Paris—while a beautiful city in its historical, monumental way— is on the whole, filthy. In the States, littering is considered rude, if not outright illegal; here, it's a national pastime. The streets are covered in the debris of everyday life and tourists follow suit... The French seem to think nothing of piling used undergarments onto streetcorners, letting their little Fifi dogs shit on the sidewalks, spitting in your path, then finishing up by pissing on an available tree. And that's just the women.

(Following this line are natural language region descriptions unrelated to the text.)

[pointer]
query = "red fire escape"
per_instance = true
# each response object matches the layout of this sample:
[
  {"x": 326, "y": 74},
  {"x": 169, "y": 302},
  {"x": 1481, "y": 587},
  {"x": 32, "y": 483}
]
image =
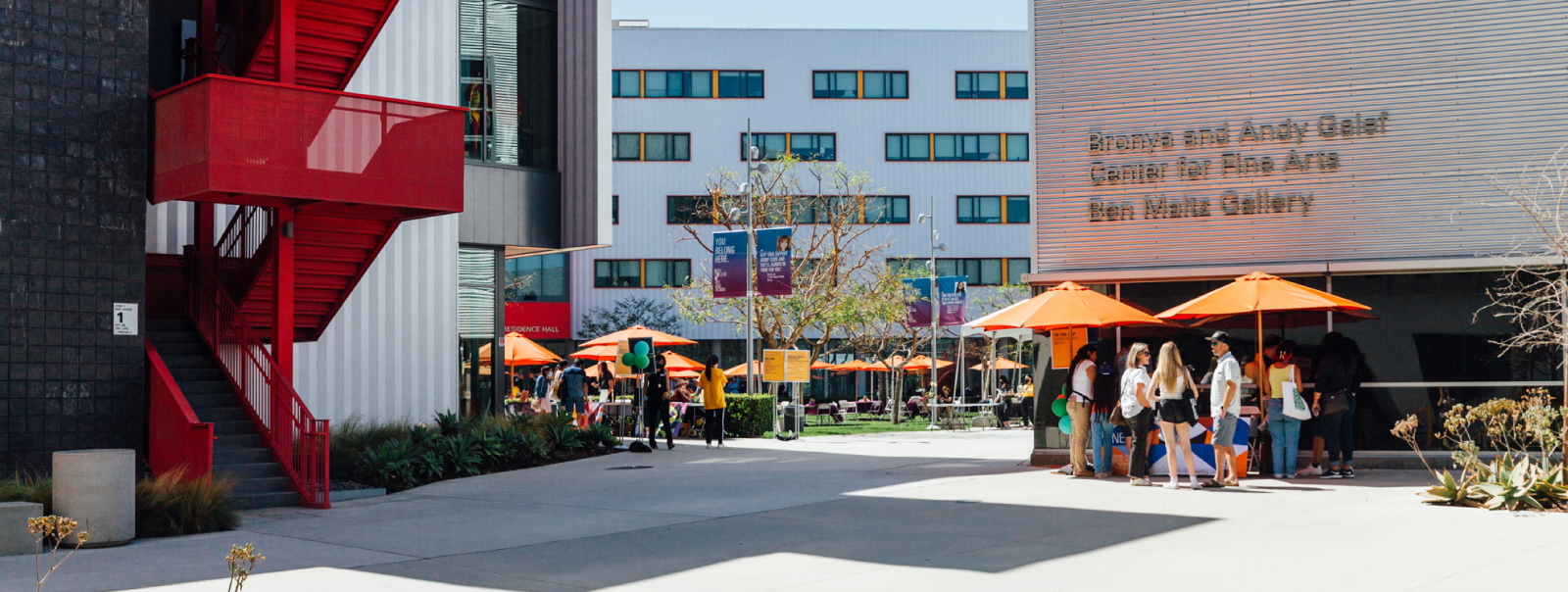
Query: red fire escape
[{"x": 321, "y": 178}]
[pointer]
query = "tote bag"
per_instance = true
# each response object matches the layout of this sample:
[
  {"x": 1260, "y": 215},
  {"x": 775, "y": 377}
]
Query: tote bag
[{"x": 1296, "y": 406}]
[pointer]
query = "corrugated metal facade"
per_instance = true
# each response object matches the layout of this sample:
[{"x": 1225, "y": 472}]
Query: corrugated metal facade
[
  {"x": 788, "y": 58},
  {"x": 1468, "y": 89},
  {"x": 391, "y": 351}
]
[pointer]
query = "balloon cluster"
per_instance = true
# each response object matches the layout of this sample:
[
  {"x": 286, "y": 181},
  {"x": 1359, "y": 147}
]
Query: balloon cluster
[{"x": 639, "y": 358}]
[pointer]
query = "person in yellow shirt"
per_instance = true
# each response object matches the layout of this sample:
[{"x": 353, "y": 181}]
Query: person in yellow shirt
[{"x": 712, "y": 382}]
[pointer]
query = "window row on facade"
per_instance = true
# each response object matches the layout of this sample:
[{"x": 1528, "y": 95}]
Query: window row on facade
[
  {"x": 676, "y": 146},
  {"x": 977, "y": 271},
  {"x": 823, "y": 85}
]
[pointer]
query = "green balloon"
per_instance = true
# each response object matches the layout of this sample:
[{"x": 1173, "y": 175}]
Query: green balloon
[{"x": 1060, "y": 406}]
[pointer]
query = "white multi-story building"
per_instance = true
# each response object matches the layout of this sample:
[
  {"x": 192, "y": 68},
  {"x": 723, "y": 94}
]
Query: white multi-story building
[{"x": 924, "y": 113}]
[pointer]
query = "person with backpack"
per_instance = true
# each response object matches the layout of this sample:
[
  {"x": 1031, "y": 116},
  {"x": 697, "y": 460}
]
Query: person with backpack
[
  {"x": 712, "y": 382},
  {"x": 1286, "y": 431},
  {"x": 1175, "y": 413}
]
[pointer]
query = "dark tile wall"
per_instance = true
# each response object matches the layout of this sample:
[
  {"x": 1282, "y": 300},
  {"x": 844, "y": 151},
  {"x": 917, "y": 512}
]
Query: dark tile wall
[{"x": 73, "y": 224}]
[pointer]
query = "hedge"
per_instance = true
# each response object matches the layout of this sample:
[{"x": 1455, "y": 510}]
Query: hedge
[{"x": 749, "y": 416}]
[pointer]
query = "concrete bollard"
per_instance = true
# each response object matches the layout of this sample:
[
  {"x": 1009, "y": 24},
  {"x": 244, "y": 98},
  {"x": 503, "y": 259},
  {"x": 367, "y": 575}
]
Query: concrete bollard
[
  {"x": 15, "y": 539},
  {"x": 98, "y": 489}
]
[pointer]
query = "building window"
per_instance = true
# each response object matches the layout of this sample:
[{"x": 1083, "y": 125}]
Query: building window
[
  {"x": 796, "y": 210},
  {"x": 958, "y": 146},
  {"x": 977, "y": 271},
  {"x": 859, "y": 85},
  {"x": 990, "y": 85},
  {"x": 537, "y": 279},
  {"x": 642, "y": 272},
  {"x": 651, "y": 146},
  {"x": 993, "y": 210},
  {"x": 507, "y": 80},
  {"x": 805, "y": 146}
]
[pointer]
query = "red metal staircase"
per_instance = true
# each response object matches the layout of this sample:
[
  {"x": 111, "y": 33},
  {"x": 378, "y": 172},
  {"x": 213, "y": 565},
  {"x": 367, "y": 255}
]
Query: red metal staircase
[{"x": 321, "y": 177}]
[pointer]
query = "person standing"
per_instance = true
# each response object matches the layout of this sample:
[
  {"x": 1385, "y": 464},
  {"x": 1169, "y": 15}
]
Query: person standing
[
  {"x": 656, "y": 406},
  {"x": 1137, "y": 398},
  {"x": 1225, "y": 408},
  {"x": 572, "y": 395},
  {"x": 1286, "y": 431},
  {"x": 1335, "y": 403},
  {"x": 1079, "y": 406},
  {"x": 1175, "y": 413},
  {"x": 712, "y": 382}
]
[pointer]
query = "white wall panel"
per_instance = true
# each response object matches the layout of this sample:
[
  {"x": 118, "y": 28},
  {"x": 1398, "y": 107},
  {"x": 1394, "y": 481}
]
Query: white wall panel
[{"x": 788, "y": 57}]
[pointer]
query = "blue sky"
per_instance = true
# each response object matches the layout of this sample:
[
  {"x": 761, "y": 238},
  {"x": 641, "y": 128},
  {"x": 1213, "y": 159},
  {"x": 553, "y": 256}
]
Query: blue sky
[{"x": 966, "y": 15}]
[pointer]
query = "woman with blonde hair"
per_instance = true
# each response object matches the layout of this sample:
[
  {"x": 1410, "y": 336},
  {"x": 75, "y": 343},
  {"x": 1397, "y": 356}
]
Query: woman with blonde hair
[{"x": 1175, "y": 411}]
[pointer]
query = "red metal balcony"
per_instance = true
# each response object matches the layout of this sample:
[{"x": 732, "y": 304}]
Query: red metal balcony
[{"x": 258, "y": 143}]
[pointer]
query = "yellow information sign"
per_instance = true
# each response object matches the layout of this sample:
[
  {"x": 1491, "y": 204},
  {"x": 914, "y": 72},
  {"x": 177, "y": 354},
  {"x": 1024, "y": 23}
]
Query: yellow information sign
[
  {"x": 1063, "y": 343},
  {"x": 773, "y": 366},
  {"x": 797, "y": 366}
]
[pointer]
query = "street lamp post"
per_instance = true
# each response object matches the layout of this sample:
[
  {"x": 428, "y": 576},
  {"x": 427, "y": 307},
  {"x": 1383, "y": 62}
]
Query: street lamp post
[{"x": 937, "y": 311}]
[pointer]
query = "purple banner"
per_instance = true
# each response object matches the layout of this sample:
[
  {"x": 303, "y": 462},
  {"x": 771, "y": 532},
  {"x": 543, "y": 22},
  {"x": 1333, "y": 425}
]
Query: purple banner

Some things I wrote were for My Eyes Only, while others became anecdotes I'd share with friends (over and over, to their annoyance and my embarrassment). Typically, as the trips progressed and got sidetracked from their original itinerary, so did my journal entries, getting filled with the detritus of museum tickets and tour brochures, and scribbled contacts for fellow travelers (often of the female persuasion). Yet, even though the specific day-to-day remembrances faded, I could flip through my written record, to relive those memories.
On my last trip, I carried no journal; instead, I dragged an iBook around. I traded the convenience and comfort of a small, low-tech instrument for the whiz-bang of a personal distraction gadget. I ended up with just as much paper, but a lot less writing.
So while blogs may be the modern-day equivalent of the travelogue, I'm finding it a bit harder to make the digital transition. Someday— probably not that far off— people will speak nostagically of paper diaries, the same way we now remember LP records and video tapes. (Those have disappeared, haven't they?)